Kirchengeschichte: Alte Kirche, Christliche Archäologie

Autor/Hrsg.:

Gnilka, Christian [Hg.]

Titel/Untertitel:

Die Methode der Kirchenväter im Umgang mit der antiken Kultur. Bd. II. Kultur und Conversion.

Verlag:

Basel: Schwabe Verlag 1993. 201 S. = Chrêsis. Geb. CHF 42,00. ISBN 9783796509513.

Rezensent:

Julia Beier

Neben dem angegebenen Titel in dieser Rezension besprochen:

Gnilka, Christian [Hg.]: Die Methode der Kirchenväter im Umgang mit der antiken Kultur. Bd. III. Der rechte Gebrauch im Spiegel des falschen. Basel: Schwabe Verlag 2023. 223 S. = Chrêsis. Geb. CHF 48,00. ISBN 9783796547508.


Die hier zu besprechenden Arbeiten stammen aus der Feder des inzwischen emeritierten Ordinarius für Latinistik an der Universität Münster, Christian Gnilka. Die Bände II und III der insgesamt elf Bände umfassenden und von G. herausgegebenen Reihe »Chrêsis« bilden zusammen mit dem ersten Band eine Trias. Daher soll auch ein Blick auf den hier ansonsten nicht zu besprechenden Auftakt der Reihe mit dem Titel »Der Begriff des rechten Gebrauchs« geworfen werden, der bereits 1984 erschien, jedoch im Jahr 2012 eine umfangreiche Überarbeitung erfuhr. Ich beziehe mich in meinen Ausführungen zu Band I allerdings auf die erste Ausgabe, um auf diese Weise das den drei Bänden zu Grunde liegende Ursprungskonzept besser nachzeichnen zu können.

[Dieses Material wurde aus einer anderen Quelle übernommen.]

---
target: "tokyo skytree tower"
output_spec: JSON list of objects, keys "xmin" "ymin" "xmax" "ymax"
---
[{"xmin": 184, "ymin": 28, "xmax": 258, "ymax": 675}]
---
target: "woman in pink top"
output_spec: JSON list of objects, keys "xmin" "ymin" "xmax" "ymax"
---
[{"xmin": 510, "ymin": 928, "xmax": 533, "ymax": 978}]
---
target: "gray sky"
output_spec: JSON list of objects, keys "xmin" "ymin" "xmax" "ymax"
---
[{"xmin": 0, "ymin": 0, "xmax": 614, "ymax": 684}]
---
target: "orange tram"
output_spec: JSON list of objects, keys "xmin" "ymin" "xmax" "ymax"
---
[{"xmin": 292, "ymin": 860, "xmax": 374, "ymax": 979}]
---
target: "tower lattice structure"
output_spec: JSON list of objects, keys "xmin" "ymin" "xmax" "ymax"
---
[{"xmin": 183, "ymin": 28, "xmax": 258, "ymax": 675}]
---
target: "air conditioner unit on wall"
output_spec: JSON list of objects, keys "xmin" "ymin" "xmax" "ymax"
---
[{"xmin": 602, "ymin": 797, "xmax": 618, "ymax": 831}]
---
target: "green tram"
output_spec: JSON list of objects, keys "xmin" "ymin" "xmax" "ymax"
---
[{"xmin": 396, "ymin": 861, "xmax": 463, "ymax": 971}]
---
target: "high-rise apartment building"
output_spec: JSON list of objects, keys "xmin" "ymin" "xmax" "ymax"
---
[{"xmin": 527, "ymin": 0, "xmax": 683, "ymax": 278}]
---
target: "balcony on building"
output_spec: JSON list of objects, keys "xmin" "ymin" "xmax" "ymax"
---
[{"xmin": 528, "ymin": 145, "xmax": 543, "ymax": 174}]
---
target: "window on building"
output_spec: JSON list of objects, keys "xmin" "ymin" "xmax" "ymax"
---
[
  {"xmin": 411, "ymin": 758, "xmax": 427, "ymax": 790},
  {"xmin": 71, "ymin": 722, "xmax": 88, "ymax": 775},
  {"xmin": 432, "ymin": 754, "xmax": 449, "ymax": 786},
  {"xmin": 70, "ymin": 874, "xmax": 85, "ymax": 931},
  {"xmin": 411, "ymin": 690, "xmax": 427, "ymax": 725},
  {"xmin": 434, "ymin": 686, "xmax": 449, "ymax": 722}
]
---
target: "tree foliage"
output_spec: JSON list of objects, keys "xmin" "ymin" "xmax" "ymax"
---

Das Vorwort verfasste Johannes Dörmann, der damalige Leiter des Institutes für Missionswissenschaft der Universität Münster, unter dessen Mitwirkung das Buch entstand. Damit wird bereits die Stoßrichtung des Bandes klar, die auch dem zweiten und dritten Teilband erhalten bleibt, obwohl diese nicht mehr in Zusammenarbeit mit dem Institut für Missionswissenschaft erschienen sind. Eine Begründung dafür fehlt allerdings nicht nur hier, sondern auch in den beiden anderen Bänden; es bleibt bei einer Feststellung dieses Umstands. Jedoch betont G. die Bedeutung seines zweiten Bandes für die Missionswissenschaft auch unabhängig von dieser Zusammenarbeit (7). Dies gilt im Übrigen auch für den dritten Band (9).

Das Leitprinzip im ersten Band – und in der Folge auch im zweiten und dritten Buch – stellte die These des ebenfalls in Münster wirkenden Professors für Indologie, Paul Hacker, in Bezug auf χρῆσις im Sinne des »Gebrauchs« paganen Kulturguts als hermeneutisches Prinzip in der Alten Kirche (Bd. I, 26 f.) dar. Dieses Modell wiederum wird als mögliches Programm für »die moderne Mission in ihrem Umgang mit den Kulturen Afrikas und Asiens« (6) betrachtet. G.s Thema wird schnell klar: Dörmann beschreibt schon in seiner Einleitung das Verhältnis der paganen Antike zum Christentum als »das Ergebnis bewußt gestaltender, umformender Arbeit« – also als gezielten, nicht zufälligen Prozess (12 f.). Damit wird die Christianisierung ungeachtet der dramatischen Folgen für die betroffenen Menschen geradezu idealisiert und als Vorgang einer »wunderbaren geistigen Transformation« beschrieben (12).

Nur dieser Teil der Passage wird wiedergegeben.